Top Five Tracks to Hear This Weekend
To put a spring in your step and a boogie in your groove.
Laura Marling soars with her latest work of staggering genius, a couple of Sydney's best-kept secrets wow with new material, and Perth producer Sid Pattni wants to get you pregnant. Don't be one of those people who stumbles exhausted into the weekend — these five tracks will put a spring in your step and a boogie in your groove.
1. 'When Brave Bird Saved' - Laura Marling
Okay, I'm cheating slightly with the five songs thing, as this video is built around the first four songs of Marling's fourth album, Once I Was an Eagle (out May 27). With this album Marling confirms her incredible talent, her songs full of dense symbolism and metaphor while at the same time being utterly human and relateable. Marling could well be the finest songwriter of her generation, and there are plenty of people who agree with me.
2. 'It's Coming' / 'Sure Thing' - Oscar Key Sung
Oscar Key Sung is the new project from Oscar Slorach-Thorn, who's half of spare, sugary R&B duo Oscar + Martin. (He's Oscar.) Both tracks up so far are killer, but it's especially worth checking out 'Sure Thing', a cover of a track by R&B's best kept secret: Miguel.

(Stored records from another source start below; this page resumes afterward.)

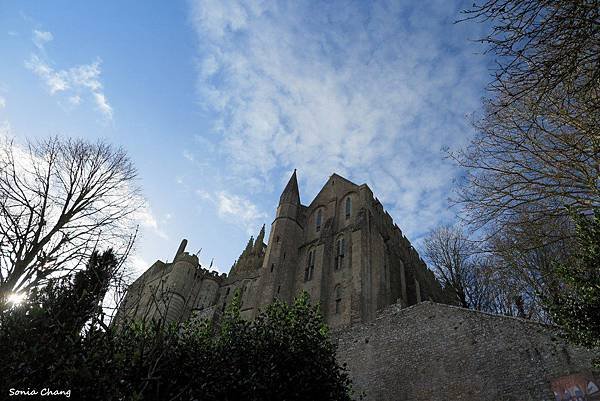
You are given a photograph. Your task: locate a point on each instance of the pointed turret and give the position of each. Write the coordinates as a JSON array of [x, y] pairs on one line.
[[249, 247], [291, 194]]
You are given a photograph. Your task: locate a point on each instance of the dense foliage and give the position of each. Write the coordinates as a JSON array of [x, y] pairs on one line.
[[56, 340], [575, 305]]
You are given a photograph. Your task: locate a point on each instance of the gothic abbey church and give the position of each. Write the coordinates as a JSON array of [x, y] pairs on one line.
[[343, 249], [375, 291]]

3. 'Canker' / 'If It Works' - Cull
Canker is what happens when Tame Impala and Jeff Buckley and some wolves all take acid together and everything goes horribly right; 'If It Works' is a looser, heavier, longer beast. This Sydney act have been around all of about three months but their strike rate's already kinda undeniable.

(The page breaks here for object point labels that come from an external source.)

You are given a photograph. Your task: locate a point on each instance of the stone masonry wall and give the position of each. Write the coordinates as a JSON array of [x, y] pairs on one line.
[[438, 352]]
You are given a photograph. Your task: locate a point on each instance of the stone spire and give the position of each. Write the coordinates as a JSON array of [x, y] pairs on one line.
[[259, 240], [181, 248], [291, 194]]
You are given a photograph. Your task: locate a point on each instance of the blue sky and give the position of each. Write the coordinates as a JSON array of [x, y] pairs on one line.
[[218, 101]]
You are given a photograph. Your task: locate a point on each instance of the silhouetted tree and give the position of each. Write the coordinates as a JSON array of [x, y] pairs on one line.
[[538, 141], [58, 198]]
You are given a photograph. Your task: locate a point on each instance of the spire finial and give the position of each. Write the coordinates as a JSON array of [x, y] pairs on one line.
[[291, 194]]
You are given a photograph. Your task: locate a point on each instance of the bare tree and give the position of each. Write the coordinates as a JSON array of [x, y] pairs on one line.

4. 'Mr. Alpha' - Sid Pattni featuring Whisky Winter
This week's Shut Up and Take My Money award goes to this immaculate conception of a jam from Perth producer Sid Pattni. It feels warm and elemental, all glassy shimmers and lazy claps, as the vocals (by guesting duo Whisky Winter) fade between treated and natural tones, distant and intimate at once. If this is what Flume hath wrought, bring it the fuck on.
5. 'Contact' - Daft Punk
No matter what you think of the new Daft Punk album, there's no doubt it was a departure from the French duo's usual crunching riffs and apocalyptic beats — except for 'Contact'. The last song on the album is an absolute monster, and uniquely Daft Punk, and this video (recorded at the Wee Waa Agricultural show by our friends at Castle Awesome) shows just what impact it has on an audience. It starts with a recording of astronauts from Apollo 17 talking about what the earth looks like from space; the anticipation builds as the Phantom of the Opera organs do, and by the time the beat finally drops the whole crowd is at fever pitch, leaping up and down in rapture.